At the extreme, excessive optimism could lead you to the mistaken belief that you are bulletproof in your career. You might reason that your high income makes you irreplaceable – after all, why else would they be paying you so much money?
The reality however is that no one is irreplaceable. It’s even possible that the loss of your current job could result in a lower paying position in the future. If your cost of living and debt level are based on your current income, the lower income could result in a serious debt problem.
How to Avoid the High Debt that High Income Can Produce
It’s easier than most of us think to become intoxicated by a high income. And for that reason, it’s important to avoid the bad habits and expectations that could put you into a high debt situation. But try these instead:
Get comfortable living one or two levels beneath your means. The idea is to never completely fill out your paycheck with living expenses. Not only will this guard against lifestyle inflation, but it will also provide you with extra margin in your budget for savings and investments. Speaking of which…

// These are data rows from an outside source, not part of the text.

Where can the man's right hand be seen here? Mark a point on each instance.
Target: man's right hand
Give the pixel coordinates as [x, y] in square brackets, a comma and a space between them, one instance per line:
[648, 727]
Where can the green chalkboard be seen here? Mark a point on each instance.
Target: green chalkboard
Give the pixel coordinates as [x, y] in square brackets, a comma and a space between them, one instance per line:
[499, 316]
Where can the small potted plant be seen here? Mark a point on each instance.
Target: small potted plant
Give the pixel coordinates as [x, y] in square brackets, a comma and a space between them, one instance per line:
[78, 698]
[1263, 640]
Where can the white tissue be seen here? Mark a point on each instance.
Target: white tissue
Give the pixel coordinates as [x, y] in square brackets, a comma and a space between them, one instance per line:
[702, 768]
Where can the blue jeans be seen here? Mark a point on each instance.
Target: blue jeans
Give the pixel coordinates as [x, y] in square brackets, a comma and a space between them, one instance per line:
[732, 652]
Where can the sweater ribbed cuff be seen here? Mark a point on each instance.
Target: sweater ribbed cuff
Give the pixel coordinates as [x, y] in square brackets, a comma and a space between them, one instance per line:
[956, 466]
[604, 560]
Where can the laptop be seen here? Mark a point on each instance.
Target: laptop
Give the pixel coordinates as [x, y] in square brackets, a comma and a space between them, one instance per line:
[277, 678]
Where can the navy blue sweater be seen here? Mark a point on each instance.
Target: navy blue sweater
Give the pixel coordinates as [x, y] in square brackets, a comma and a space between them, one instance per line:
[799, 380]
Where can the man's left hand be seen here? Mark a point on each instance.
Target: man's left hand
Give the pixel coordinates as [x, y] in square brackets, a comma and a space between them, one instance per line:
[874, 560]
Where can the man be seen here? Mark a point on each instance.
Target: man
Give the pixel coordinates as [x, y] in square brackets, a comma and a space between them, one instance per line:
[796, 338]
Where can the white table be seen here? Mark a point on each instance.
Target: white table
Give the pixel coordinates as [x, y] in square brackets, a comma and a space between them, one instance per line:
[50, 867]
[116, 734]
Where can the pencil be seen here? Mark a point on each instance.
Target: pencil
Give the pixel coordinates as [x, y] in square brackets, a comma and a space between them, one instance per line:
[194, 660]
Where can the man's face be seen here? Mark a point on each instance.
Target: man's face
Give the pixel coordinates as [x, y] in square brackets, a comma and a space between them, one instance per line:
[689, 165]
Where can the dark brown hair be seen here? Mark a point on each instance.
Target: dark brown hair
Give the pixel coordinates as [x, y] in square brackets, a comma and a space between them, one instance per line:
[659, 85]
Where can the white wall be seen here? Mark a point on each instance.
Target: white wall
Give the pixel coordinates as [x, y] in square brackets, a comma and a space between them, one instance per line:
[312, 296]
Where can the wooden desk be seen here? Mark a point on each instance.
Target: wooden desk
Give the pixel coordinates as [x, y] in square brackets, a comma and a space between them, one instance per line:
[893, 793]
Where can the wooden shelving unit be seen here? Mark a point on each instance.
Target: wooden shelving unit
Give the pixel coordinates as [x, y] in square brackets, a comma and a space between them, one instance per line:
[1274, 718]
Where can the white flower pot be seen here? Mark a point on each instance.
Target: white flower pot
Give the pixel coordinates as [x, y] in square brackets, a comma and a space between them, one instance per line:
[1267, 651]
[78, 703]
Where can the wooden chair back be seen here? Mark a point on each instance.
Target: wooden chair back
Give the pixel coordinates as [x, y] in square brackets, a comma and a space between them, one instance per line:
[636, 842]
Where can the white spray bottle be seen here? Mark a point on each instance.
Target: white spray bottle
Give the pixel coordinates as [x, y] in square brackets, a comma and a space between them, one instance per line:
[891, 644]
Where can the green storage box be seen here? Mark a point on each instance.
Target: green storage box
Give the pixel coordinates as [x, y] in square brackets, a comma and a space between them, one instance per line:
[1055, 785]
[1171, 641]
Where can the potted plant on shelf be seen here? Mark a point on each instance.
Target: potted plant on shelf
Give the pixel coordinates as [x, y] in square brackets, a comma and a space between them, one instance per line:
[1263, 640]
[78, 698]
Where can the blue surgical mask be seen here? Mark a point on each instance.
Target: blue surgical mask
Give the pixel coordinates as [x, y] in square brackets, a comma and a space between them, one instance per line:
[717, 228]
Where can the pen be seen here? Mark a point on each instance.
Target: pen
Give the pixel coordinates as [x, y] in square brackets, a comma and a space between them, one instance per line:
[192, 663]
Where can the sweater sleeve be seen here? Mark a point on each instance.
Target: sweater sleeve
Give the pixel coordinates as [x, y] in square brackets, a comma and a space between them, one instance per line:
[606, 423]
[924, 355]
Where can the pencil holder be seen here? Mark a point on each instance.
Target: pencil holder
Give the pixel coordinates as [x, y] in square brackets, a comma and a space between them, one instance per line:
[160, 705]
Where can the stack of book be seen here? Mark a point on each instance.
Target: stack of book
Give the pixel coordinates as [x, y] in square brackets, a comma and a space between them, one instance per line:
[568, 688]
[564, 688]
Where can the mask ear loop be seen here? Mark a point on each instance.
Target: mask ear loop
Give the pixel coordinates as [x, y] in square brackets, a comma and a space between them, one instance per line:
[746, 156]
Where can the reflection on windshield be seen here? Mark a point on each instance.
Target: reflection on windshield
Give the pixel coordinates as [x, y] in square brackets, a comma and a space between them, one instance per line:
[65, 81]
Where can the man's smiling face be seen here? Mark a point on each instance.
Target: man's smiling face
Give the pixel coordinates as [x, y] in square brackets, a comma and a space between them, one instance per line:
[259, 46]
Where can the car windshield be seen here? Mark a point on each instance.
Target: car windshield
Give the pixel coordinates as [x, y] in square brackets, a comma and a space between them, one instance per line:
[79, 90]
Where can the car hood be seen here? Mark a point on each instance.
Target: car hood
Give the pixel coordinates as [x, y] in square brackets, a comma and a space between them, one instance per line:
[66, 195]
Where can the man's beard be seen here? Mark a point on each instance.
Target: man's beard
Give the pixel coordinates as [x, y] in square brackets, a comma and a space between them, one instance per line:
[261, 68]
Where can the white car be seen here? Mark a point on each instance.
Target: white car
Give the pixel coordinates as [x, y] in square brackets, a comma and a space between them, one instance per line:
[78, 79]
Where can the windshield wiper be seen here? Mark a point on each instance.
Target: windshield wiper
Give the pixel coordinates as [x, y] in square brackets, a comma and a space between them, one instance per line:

Increase your budget for savings and investments. These are the first budget categories that should increase as your income does. Savings and investments are the part of your income that you keep for the future. The part that you spend will be gone forever. If you increase your savings and investments at a level consistent with your income growth, you’ll not only avoid financial disaster, but you’ll move rapidly toward complete financial prosperity (high income, high assets, low/no debt).
Debt is not your friend, regardless of your income level. If anything, debt should decrease as your income rises. A more generous income should result in less need for debt. This should obviously include consumer loans, such as credit cards and car loans. But it should also include so-called “good debt”, like mortgages and student loans. All debt is bad debt once you’re making the payments!
Realize that money is about freedom. The ultimate purpose of money should be attaining financial freedom. That includes the recognition that all income sources are ultimately temporary. You should be preparing for the day when your income will no longer be there, either because of a decision by your employer, circumstances in your industry or profession, or by your own choice to go in a different direction.
When you are a high income earner, you have two choices: either 1) spend your money living well in the present, even if that means incurring debt, or 2) preparing for the day when a high income may not be central to your life. One way generally leads to debt, while the other generally leads to prosperity.